I want to make sure that I wasn't doing something wrong.
my config yaml:
_BASE_: "../Base-RetinaNet.yaml"
MODEL:
WEIGHTS: "./pre_train/vovnet39_ese_detectron2.pth"
RETINANET:
NUM_CLASSES: 2
BACKBONE:
NAME: "build_retinanet_vovnet_fpn_backbone"
FREEZE_AT: 0
VOVNET:
CONV_BODY : "V-39-eSE"
OUT_FEATURES: ["stage3", "stage4", "stage5"]
FPN:
IN_FEATURES: ["stage3", "stage4", "stage5"]
SOLVER:
STEPS: (210000, 250000)
MAX_ITER: 270000
OUTPUT_DIR: "output/retina/V_39_ms_3x"
build_retinanet_vovnet_fpn_backbone
@BACKBONE_REGISTRY.register()
def build_retinanet_vovnet_fpn_backbone(cfg, input_shape: ShapeSpec):
"""
Args:
cfg: a detectron2 CfgNode
Returns:
backbone (Backbone): backbone module, must be a subclass of :class:`Backbone`.
"""
bottom_up = build_vovnet_backbone(cfg, input_shape)
in_features = cfg.MODEL.FPN.IN_FEATURES
out_channels = cfg.MODEL.FPN.OUT_CHANNELS
in_channels_top = out_channels
top_block = LastLevelP6P7(in_channels_top, out_channels, "p5")

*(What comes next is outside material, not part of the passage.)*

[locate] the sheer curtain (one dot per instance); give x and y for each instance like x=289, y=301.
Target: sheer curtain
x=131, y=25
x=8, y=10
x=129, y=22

# in_channels_p6p7 = bottom_up.output_shape()["res5"].channels
backbone = FPN(
bottom_up=bottom_up,
in_features=in_features,
out_channels=out_channels,
norm=cfg.MODEL.FPN.NORM,
top_block=top_block,
# top_block=LastLevelP6P7(in_channels_p6p7, out_channels),
fuse_type=cfg.MODEL.FPN.FUSE_TYPE,
)
return backbone
Nice copy LOL. By the way, I think it's because your learning rate is too big. I think you can try to lower it 10-100 times. And don't forget to longer your iteration.
Nice copy LOL. By the way, I think it's because your learning rate is too big. I think you can try to lower it 10-100 times. And don't forget to longer your iteration.
cut-and-pasted😂... I tried lower learning rate, I got loss without decreasing instead of loss explosion. I read vovNet paper, author didn't use vovNet to be backbone in any object detection network except RefineDet in experiments.
Same error, can't manage to fit a vovnet-lite-dw or a vovnet-19-dw, keep getting NaN loss. Vovnet-lite is fine tho, I have the feeling that there is something wrong with the depthwise convolution.
When I tested this kind of lightweight backbone in object detection (ex, mobilenet, shufflenet etc..), i set warm up iter longer.